Yogyakarta (ANTARA) - Dinas Pendidikan Kota Yogyakarta mulai menggulirkan Program Guru Berkunjung sebagai salah satu upaya memastikan bahwa siswa tetap belajar dengan baik meski kegiatan belajar mengajar dilakukan dari rumah.
“Tujuan dari program ini adalah untuk mendampingi siswa, lebih ke arah psikologis sehingga anak tidak merasa sendirian belajar dari rumah. Guru akan meyakinkan siswa bahwa mereka sebenarnya sedang bersekolah, tetapi dari rumah,” kata Kepala Dinas Pendidikan Kota Yogyakarta Budi Ashrori di Yogyakarta, Rabu.
Menurut dia, sejumlah guru dari jenjang SD dan SMP sudah mulai menjalankan model pembelajaran tersebut di antaranya di SMP Negeri 15 dan SMP Negeri 16 Yogyakarta, serta di SD Negeri Rejowinangun 3, SD Ngupasan dan SD Keputran 1.
Guru akan memprioritaskan mengunjungi siswa di sekitar sekolah yang diketahui mengalami kesulitan untuk melakukan kegiatan pembelajaran dari rumah, di antaranya sulit mengakses internet.
“Biasanya, siswa yang dikunjungi oleh guru tersebut juga kerap bermain di sekitar sekolah. Makanya, mereka kami arahkan dan dampingi untuk tetap belajar dari rumah,” katanya.

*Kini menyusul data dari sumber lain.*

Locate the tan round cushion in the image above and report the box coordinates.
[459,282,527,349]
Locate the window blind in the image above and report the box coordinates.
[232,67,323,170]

Budi mengatakan metode yang dipakai dalam program Guru Berkunjung tersebut tidaklah kaku tetapi bisa disesuaikan dengan kondisi siswa sehingga tidak harus bertemu dengan siswa di rumah siswa.
“Jika ada banyak anak dari lingkungan yang sama dan bersekolah di tempat yang sama, maka mereka bisa saja dikumpulkan di Balai RW atau ruang terbuka publik untuk kemudian didampingi saat belajar,” katanya.
Tentu saja, lanjut Budi, penerapan protokol kesehatan pencegahan penularan COVID-19 tetap harus diperhatikan, seperti menjaga jarak, mengenakan masker dan rajin cuci tangan.
“Guru pun harus memperoleh izin dari pengurus di kampung atau di RT/RW untuk melakukan kegiatan itu,” katanya.
Dalam Program Guru Berkunjung tersebut, lanjut Budi, setiap guru tidak mungkin untuk mengunjungi seluruh siswa satu per satu setiap hari. “Ya, paling tidak satu pekan sekali berkunjung ke siswa,” katanya.
Selain memberikan pendampingan saat belajar maupun penguatan dari sisi psikologis, lanjut Budi, dalam program tersebut juga diselipkan upaya untuk penerapan adaptasi kebiasaan baru apabila nantinya kegiatan pembelajaran bisa dilakukan secara tatap muka.
“Jika nanti diperbolehkan untuk menggelar pembelajaran tatap muka, maka anak-anak juga harus disiapkan. Tidak mungkin juga kegiatan pembelajaran akan langsung berjalan normal seperti saat sebelum pandemi. Tentu ada tahapan-tahapan untuk penyesuaian dan adaptasi,” katanya.
Dinas Pendidikan Kota Yogyakarta juga tetap melakukan persiapan apabila nanti sudah diperbolehkan membuka kembali sekolah dan menggelar pembelajaran tatap muka.
“Prosedurnya sudah disusun. Misalnya ada pembatasan-pembatasan dari jam pelajaran, tidak membuka kantin, hingga pemenuhan sarana dan prasarana pendukung protokol kesehatan. Semua harus disiapkan dulu,” katanya.
Sebelumnya, Wakil Wali Kota Yogyakarta Heroe Poerwadi mengatakan model pembelajaran Guru Berkunjung merupakan upaya menjawab permasalahan atau kendala dalam pembelajaran secara daring.
“Misalnya ketersediaan sarana dan prasarana untuk mendukung pembelajaran daring. Siswa SD swasta relatif bisa melakukan pembelajaran daring lebih lancar dibanding sekolah negeri. Namun untuk SMP, permasalahan tersebut lebih banyak ditemui di SMP swasta dibanding SMP negeri,” katanya.
Berdasarkan data survei, Heroe menambahkan sebanyak 46 persen orang tua berkeinginan pembelajaran tatap muka kembali diselanggarakan karena anaknya menghadapi berbagai kendala saat pembelajaran daring, sedangkan sisanya 54 persen orang tua masih berkeinginan melakukan pembelajaran daring karena kekhawatiran tertular virus corona.
Saat ini, di Kota Yogyakarta sudah ada 211 titik wifi publik yang bisa diakses secara gratis oleh masyarakat termasuk untuk mendukung pembelajaran secara daring.